A weakness in our Excel files that are built to track this information is variance reporting (last period vs this period). This is great practice, but ultimately masks what may be longer term trends that can be better understood when we look at ALL the data for ALL the periods.
We will have a spreadsheet that looks like the below
These types of files are quite common for project managers. Everyone keeps these as basically cheat sheets during discussions so that all the various information can be accessed. A key note here – these types of Excel files are vital and required for this to work. This is not an integration topic or even a system based approach to build a system to manage all the various dates. (– although that type of platform would be valuable, future post topic?)
Note, the typical files we use, do not contain as “Report Date” key. The files will likely insert columns to reflect the dates from various data dates: Ex: Last Month, Current Month, etc. From a data management viewpoint, that is not best practice. Instead we need to collate all the information as of 1 date. Each period, our report date will change.
2. Manage your data
We can easily import our data file into PowerBI or into any database; however, some key transformation will be needed. Each of the columns reflect a specific data series. This information needs to be un-pivoted. Another required transformation (for PowerBI) will be that the date fields after un-pivot will need to be copied, and the copy will need to be converted into a “number” field.
This example is meant to manage the data for a select few activities and gather dates from various other sources.

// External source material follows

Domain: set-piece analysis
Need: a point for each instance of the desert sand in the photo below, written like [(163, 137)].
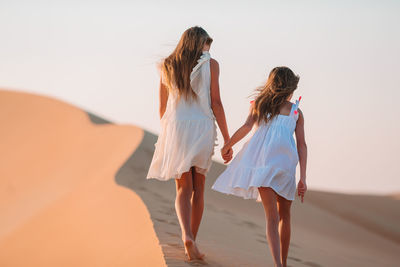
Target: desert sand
[(74, 193)]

However, there are various extensions to this. If instead we wanted to view only our contractors schedule (or perhaps our owners team schedule), then we do not need different sources – we have just 1 source. We can, instead, create a PATH. For a specific WBS, we may want to extract s specific path of lets say 5-10 activities leading to practical completion. This can be achieved by building a table which maps a PATH to the various activities. You can have multiple paths and manage the paths exactly the same way as the next few steps
For this example – we are keeping it quite simple. Thus, my query looks like this
We now have our data in a format from which we can build upon. With everything, good project management is good data management. When we build a database that houses this type of information, it is good practice to go to everyone who uses this information and ensure they query from our master data source. Its perfectly OK for people to use their Excel files – but its another issue to ensure they all get their data from the same place.
3. Build the Visual
Our visual is going to be a simple line graph. We will generate a data series for each date series (attribute in our query after the un-pivot transformation). Note this is completely generic. We can load in data from any source into this format and generate a similar type image.
Load in the below data fields into you graph setting
One trick here is that PowerBI can not utilize dates for a vertical axis (yet). Thus, we have to use the number figure we generated. It is possible to manually adjust the axis settings to display a custom date range (using integer values you can use Excel to get these).

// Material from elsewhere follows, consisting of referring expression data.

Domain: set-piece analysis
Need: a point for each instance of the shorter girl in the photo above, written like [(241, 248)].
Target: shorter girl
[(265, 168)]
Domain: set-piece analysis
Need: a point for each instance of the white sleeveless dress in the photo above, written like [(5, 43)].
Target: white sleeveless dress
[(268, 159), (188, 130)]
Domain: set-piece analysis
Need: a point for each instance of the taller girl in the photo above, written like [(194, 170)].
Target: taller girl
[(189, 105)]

Another minor hack I have used is that I have inserted a background image with custom horizontal lines and have used text boxes to distinguish my Y-Axis (showing the data not the numbers). It takes a little calibration, however once setup, it just works.

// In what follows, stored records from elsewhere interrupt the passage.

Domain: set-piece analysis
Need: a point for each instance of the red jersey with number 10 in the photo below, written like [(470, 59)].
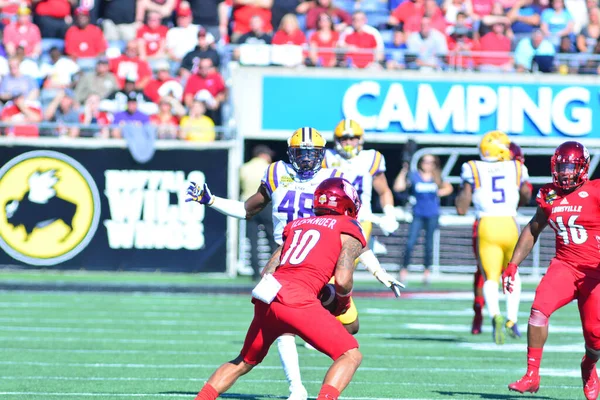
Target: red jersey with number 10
[(575, 218), (310, 253)]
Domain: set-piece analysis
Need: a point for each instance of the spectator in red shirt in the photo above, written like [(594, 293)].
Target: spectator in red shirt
[(53, 17), (408, 14), (289, 32), (152, 37), (497, 42), (363, 43), (131, 64), (323, 42), (22, 117), (341, 19), (207, 79), (84, 40), (23, 33), (244, 10), (153, 88)]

Here is out final visual. We can see on the graph every data series associated with the 1 milestone. This is where the real power lies. I have used dummy data, where all the dates are the same for each reporting period. In reality, that isn’t the case. The whole point is to view the changes of all the dates over time.
Again, this is just a pilot. A showcase of the capabilities using PowerBI, and pushing good data management. It is easy building reports in Excel. Its harder extracting a clear data model that can house the underlying information and building a more automated and flexible tool to communicate the data.